If your system is designed to offer peak performance when only half the vacuum hoses are pulled, customers may be frustrated when the suction decreases during busy times. Design your system such that it will offer an acceptable amount of suction and air flow even at the busiest times. 

Consider elevation

Believe it or not, your site’s elevation plays a role in the design of your vacuum system. Elevation impacts a vacuum’s ability to create the same suction level and air flow through the system. For example, higher elevations require different turbine designs relative to those that would be suitable for lower elevations.

Power equipment is the system’s heart

This is the part where we talk about horsepower — but bigger isn’t always better when it comes to vacuum systems. Don’t rush to simply install more horsepower without considering what else is tied to the horsepower. 

At their core, central vacuum systems include a turbine (which is the vacuum producer or motor) and a separator (the piece that collects the debris and filters the air). Proper sizing relative to your needs (think back to your number of hoses, elevation, etc.) will guide you to what size turbine (vacuum producer) you need for your system.

Quality of all the components is crucial to the system operating well. For instance, a poor-quality turbine with hefty horsepower is still a poor-quality turbine. 
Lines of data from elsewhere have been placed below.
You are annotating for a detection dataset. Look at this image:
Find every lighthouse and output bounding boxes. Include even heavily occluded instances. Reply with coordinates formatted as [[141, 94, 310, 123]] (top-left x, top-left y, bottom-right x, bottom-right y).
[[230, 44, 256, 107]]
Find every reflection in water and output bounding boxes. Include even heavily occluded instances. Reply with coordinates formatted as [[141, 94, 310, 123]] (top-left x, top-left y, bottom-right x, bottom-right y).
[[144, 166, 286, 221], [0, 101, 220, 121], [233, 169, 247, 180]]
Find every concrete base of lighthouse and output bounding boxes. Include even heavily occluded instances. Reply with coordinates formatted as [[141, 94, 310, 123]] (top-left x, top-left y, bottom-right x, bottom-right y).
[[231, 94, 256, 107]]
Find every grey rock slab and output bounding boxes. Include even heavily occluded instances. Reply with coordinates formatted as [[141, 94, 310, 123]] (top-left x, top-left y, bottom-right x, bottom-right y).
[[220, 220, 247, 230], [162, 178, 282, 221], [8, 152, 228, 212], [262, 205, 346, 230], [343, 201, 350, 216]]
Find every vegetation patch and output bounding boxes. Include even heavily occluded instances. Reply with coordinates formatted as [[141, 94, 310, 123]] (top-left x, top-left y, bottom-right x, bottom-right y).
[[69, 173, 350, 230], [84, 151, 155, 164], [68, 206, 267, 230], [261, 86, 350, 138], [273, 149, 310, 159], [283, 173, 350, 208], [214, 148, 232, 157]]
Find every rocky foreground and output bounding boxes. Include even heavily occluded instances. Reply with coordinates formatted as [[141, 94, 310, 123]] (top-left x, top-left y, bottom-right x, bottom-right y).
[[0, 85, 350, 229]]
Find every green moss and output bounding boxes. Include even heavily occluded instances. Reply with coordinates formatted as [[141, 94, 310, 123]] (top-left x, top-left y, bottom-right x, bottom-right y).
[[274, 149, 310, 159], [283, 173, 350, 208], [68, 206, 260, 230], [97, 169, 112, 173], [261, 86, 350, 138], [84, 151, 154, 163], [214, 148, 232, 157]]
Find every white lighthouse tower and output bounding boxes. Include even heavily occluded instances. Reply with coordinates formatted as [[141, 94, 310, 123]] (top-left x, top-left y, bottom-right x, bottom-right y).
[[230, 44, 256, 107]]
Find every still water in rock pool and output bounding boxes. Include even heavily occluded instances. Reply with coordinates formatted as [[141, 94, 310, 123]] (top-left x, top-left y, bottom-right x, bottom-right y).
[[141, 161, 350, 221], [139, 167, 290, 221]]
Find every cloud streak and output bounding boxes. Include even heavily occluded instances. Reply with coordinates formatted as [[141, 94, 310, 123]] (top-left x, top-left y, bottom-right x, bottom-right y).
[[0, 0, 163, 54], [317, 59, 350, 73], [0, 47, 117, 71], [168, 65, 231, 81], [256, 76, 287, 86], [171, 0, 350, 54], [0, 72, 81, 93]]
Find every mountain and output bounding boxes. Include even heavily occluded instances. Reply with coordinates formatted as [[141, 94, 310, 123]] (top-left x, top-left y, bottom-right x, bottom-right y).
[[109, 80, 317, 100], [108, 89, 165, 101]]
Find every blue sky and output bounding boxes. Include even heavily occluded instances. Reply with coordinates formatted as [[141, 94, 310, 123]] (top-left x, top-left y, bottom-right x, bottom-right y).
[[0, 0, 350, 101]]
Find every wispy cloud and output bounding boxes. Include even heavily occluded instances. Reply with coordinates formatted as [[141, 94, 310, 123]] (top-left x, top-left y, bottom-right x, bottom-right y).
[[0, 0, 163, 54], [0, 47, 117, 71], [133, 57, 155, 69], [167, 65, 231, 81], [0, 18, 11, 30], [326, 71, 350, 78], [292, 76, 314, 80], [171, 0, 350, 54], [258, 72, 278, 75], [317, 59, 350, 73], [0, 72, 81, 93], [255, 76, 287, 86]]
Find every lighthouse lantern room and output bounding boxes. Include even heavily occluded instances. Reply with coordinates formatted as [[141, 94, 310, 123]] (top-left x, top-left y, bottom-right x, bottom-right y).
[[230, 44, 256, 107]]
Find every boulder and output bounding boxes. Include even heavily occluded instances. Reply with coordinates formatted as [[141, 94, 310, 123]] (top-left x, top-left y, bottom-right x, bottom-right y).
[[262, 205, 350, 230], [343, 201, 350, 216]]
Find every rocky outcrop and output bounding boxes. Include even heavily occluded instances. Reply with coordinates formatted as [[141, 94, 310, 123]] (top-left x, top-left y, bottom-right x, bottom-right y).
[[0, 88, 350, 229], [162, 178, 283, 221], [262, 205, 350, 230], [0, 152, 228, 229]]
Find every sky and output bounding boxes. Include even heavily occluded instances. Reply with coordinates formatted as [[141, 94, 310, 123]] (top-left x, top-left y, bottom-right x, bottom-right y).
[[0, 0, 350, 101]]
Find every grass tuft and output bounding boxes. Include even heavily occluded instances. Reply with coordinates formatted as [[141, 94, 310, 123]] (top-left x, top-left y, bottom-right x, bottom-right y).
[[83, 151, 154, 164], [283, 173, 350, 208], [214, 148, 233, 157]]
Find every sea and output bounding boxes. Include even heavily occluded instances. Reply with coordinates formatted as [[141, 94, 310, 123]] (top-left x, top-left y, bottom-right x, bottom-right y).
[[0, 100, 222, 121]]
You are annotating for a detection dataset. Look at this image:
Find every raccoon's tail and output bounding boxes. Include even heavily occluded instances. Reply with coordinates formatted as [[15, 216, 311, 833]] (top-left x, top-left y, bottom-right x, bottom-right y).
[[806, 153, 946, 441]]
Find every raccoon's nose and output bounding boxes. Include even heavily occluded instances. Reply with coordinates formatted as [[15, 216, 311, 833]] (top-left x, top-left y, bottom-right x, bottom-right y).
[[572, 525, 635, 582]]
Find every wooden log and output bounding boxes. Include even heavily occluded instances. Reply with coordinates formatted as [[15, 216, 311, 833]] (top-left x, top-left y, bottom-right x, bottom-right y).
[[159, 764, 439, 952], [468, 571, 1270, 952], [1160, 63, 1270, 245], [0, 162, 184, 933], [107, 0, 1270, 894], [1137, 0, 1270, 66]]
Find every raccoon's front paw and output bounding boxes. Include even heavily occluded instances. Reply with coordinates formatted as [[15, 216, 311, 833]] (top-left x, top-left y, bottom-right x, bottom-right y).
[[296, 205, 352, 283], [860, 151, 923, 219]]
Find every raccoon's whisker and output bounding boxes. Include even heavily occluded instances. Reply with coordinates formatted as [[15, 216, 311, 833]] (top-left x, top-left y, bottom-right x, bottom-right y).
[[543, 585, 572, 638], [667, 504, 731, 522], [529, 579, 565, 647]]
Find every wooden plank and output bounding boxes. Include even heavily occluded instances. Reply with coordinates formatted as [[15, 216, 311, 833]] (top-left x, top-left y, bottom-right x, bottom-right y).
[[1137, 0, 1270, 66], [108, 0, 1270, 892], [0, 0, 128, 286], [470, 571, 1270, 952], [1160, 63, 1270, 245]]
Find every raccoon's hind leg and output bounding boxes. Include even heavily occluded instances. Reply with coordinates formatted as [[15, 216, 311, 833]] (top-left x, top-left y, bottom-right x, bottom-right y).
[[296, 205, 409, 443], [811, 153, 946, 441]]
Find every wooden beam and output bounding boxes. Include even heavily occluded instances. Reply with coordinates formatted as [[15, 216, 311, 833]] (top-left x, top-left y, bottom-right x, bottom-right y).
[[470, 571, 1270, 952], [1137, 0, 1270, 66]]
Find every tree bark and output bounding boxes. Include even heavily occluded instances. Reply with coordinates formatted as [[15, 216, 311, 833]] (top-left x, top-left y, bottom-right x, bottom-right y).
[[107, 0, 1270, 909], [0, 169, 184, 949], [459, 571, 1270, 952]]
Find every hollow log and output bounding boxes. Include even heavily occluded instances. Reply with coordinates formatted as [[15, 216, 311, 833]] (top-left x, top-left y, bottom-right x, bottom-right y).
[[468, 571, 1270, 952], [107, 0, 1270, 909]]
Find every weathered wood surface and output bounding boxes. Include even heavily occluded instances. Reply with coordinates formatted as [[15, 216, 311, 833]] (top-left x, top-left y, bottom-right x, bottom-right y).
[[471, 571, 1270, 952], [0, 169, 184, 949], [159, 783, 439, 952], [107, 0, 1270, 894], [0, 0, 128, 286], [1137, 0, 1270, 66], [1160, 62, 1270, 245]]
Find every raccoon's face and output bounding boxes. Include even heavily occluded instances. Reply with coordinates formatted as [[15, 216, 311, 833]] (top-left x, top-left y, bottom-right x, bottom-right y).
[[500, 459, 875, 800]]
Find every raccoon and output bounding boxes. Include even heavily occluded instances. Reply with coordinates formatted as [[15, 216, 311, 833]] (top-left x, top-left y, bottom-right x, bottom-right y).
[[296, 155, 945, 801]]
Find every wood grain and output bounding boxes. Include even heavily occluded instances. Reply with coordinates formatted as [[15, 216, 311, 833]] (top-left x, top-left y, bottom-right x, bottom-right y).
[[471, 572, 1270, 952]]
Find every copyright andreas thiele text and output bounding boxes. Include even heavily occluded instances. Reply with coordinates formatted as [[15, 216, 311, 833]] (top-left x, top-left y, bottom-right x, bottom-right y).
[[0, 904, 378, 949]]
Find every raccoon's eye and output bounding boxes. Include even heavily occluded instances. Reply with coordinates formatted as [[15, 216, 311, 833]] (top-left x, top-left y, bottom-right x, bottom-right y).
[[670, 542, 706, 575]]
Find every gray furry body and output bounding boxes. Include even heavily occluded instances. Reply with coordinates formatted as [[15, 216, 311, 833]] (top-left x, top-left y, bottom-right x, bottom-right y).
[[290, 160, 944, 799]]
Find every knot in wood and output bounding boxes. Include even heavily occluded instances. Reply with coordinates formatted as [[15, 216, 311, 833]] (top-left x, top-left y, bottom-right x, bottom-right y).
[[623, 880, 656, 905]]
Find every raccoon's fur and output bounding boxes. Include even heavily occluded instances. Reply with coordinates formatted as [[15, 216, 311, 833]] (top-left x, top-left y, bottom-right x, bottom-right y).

Look for power equipment made of durable materials and solid construction with years of design innovations and manufacturing experience behind it. Ask industry experts for their recommendations for a manufacturer in terms of longevity, performance and warranty. 

Look for the experts

Overwhelmed by all of the above? A little rusty on the physics behind air flow and performance? Find a trusted vacuum expert, and he or she will make the process very streamlined. If the vendor is considering these factors, chances are good you’ve found an experienced professional who will design you a robust system that delivers the performance and power your customers are looking for.  

Camden Easterling has worked on the vacuum side of the carwash industry since 2014, including serving as Vacutech’s director of marketing.